The incident leaves Wang stoic, and he soon learns that the robbers have re-emerged. What follows is a destined clash of cops and robbers amidst an impending blizzard at the top of Mount Baekdu with Dr. Sun stranded and soon tending to Ermao’s wounds, with a deadly gun battle soon to arise.
The intrigue, of course, doesn’t stop between Wang and Damao as our principle villain is also tasked with dealing with a fracturing group among other seedy locals who want their share of a stash of gold that’s been hidden somewhere in wilderness.
Savage offers a seething, often brutal thriller that gets pretty explosive in the second half. The first fifteen minutes are a bit of a slog but things get really interesting and exciting afterward. It’s at a snails pace at best and there isn’t much there in creative plotting.

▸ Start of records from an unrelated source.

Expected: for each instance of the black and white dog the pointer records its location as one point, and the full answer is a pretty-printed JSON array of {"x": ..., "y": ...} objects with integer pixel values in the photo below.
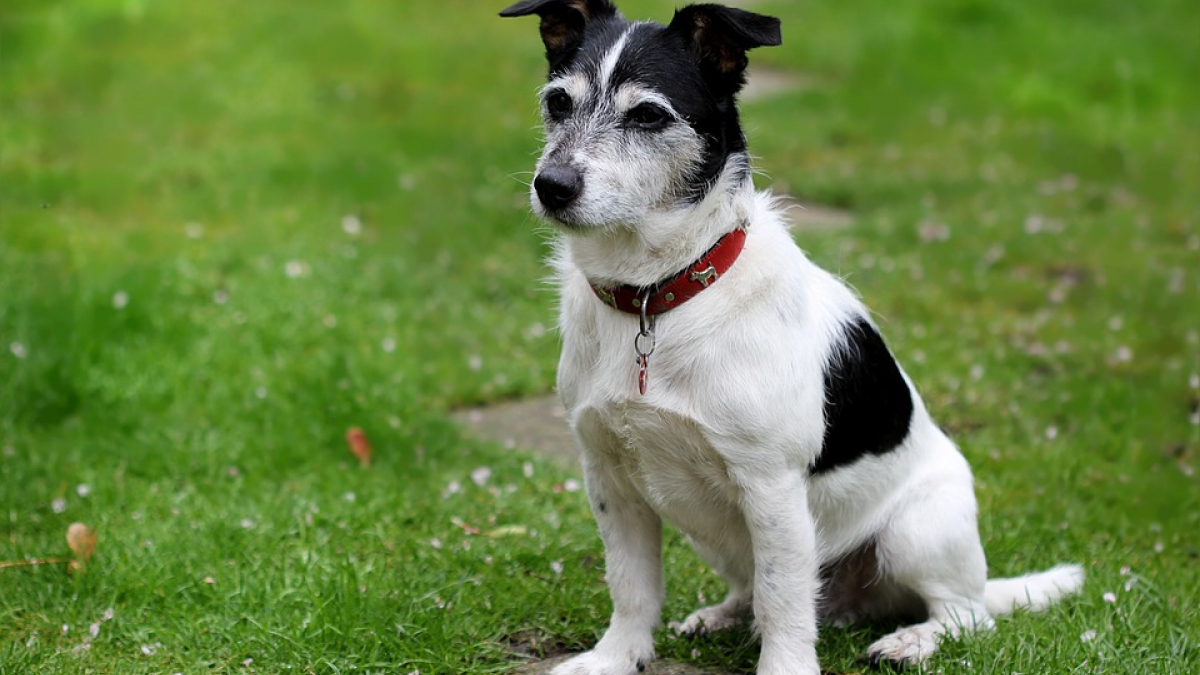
[{"x": 717, "y": 378}]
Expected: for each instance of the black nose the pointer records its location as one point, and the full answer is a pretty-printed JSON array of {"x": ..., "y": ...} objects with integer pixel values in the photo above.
[{"x": 558, "y": 185}]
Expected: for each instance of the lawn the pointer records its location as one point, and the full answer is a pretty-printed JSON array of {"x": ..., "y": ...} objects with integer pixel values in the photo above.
[{"x": 232, "y": 231}]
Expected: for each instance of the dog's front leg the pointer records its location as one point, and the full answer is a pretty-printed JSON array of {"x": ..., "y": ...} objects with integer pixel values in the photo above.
[
  {"x": 786, "y": 571},
  {"x": 633, "y": 541}
]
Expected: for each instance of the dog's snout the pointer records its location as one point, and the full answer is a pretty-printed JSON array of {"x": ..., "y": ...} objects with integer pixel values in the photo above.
[{"x": 558, "y": 185}]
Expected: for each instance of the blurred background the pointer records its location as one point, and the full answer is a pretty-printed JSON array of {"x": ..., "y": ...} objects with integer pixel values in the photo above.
[{"x": 232, "y": 231}]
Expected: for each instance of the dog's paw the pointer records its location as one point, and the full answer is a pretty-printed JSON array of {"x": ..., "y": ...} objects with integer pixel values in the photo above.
[
  {"x": 910, "y": 645},
  {"x": 594, "y": 663},
  {"x": 709, "y": 620}
]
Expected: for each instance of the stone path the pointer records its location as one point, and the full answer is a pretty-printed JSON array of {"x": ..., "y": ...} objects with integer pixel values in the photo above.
[{"x": 539, "y": 424}]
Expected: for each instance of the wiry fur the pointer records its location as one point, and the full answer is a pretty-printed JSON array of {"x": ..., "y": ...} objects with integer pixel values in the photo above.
[{"x": 731, "y": 441}]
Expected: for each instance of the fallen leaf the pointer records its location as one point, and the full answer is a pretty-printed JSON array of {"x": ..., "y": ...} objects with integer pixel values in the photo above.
[
  {"x": 358, "y": 442},
  {"x": 82, "y": 542},
  {"x": 508, "y": 531}
]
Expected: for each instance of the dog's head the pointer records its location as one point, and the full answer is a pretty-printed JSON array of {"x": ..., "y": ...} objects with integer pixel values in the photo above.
[{"x": 640, "y": 117}]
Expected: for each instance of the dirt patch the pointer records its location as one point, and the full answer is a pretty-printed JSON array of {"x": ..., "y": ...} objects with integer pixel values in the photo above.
[
  {"x": 535, "y": 424},
  {"x": 655, "y": 668}
]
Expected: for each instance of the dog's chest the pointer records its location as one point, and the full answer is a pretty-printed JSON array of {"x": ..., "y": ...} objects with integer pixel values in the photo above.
[
  {"x": 658, "y": 440},
  {"x": 666, "y": 457}
]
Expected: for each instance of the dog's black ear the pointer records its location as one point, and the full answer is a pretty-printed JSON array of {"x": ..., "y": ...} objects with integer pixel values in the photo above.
[
  {"x": 563, "y": 23},
  {"x": 719, "y": 39}
]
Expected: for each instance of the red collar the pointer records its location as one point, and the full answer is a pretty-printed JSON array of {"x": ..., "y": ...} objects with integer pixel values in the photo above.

As for any attentive character development, there’s just enough to add to the stack of suspense, danger and mild shock value that makes Savage a worthwhile, often intense slow-burn crime thriller. The action is great at times, although I wouldn’t say the hand-to-hand bits were Cui’s strong suit as the editing and cinematography in one sequence at a restaurant could have been better.
Savage isn’t perfect, but it’s as upwards of a middle-road a neo-Western thriller as it gets with some fairly taut and stylish delivery to boot. The film is one of two Well Go USA titles opening this Friday on May 3 in select theaters and on VoD and Digital HD.